MC: It’s real weird. All right. We need to take a quick break and we will be right back with Adam Rogers talking about color, and it’s going to get weird.

[Break]

MC: Welcome back, our guest today is our colleague WIRED senior correspondent, Adam Rogers. Adam has just written a book that has recently been published called Full Spectrum: How the Science of Color Made Us Modern. Adam, as we’ve been discussing, humans have been obsessed with color ever since like long before we ever had Photoshop and Pantone swatches. But even after all that time, we still don’t completely understand all the ways that color affects our brains. Since we have you on the show, I think we are obligated to ask you about The Dress.

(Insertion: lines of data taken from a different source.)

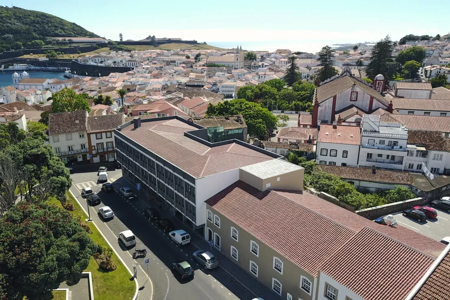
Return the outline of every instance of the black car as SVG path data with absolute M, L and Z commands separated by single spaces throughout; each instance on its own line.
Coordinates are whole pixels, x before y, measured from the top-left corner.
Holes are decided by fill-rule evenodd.
M 419 222 L 427 219 L 427 215 L 425 213 L 417 210 L 405 210 L 402 214 L 405 217 L 415 219 Z
M 144 215 L 150 221 L 159 219 L 159 213 L 155 208 L 146 208 L 144 210 Z
M 179 273 L 183 279 L 194 276 L 194 269 L 185 260 L 181 260 L 172 263 L 172 269 Z
M 114 187 L 111 184 L 104 184 L 102 185 L 102 190 L 105 193 L 114 192 Z
M 175 228 L 173 223 L 168 219 L 162 219 L 158 220 L 157 221 L 156 224 L 158 227 L 162 228 L 162 231 L 164 232 L 173 230 Z
M 100 204 L 100 197 L 94 193 L 86 195 L 86 198 L 88 203 L 92 206 L 95 206 Z
M 450 197 L 442 197 L 438 200 L 433 200 L 431 201 L 431 206 L 450 212 Z

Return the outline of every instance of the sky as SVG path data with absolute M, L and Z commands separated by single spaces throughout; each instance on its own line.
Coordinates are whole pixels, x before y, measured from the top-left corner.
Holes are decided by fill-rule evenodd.
M 179 37 L 246 50 L 315 53 L 326 45 L 446 34 L 450 18 L 433 18 L 448 0 L 186 1 L 20 0 L 15 6 L 74 22 L 107 39 Z M 68 4 L 73 4 L 73 7 Z M 11 2 L 0 0 L 10 7 Z M 427 18 L 427 12 L 431 13 Z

AR: When that happened 2015, I guess, and it started to spread around the internet. I felt like, ah, another meme, whatever. And then the then executive editor Rob Capps came over and plopped down next to me where I was sitting. Said, “You see this dress thing?” I was like, “I know it’s ridiculous. Right?” And he’s like, yeah, “I know, I can’t believe it.” I said, “I mean, it’s obviously blue.” And he looked at me and he’s eyes froze. And his face went and he went, “It’s white.” And I went, “Oh, crap.”

At that insight, I realized like, oh, my God, I’m four hours late. Like, this is huge. And I’m four hours late. And at that moment, Joe Brown, who was editing the website, then Joe came running across like, no kidding, running, going, like, with his finger out toward the science desk. And just all I did was look up, shout it out to him, “We’re on it.” I started making calls. And the reason I started making calls is that I had, before I came to WIRED, when I was on a fellowship at MIT for science writers, and I had spent most of that fellowship, obsessed with color and how people see color and what pigments were and how the chemistry and science and neuroscience work.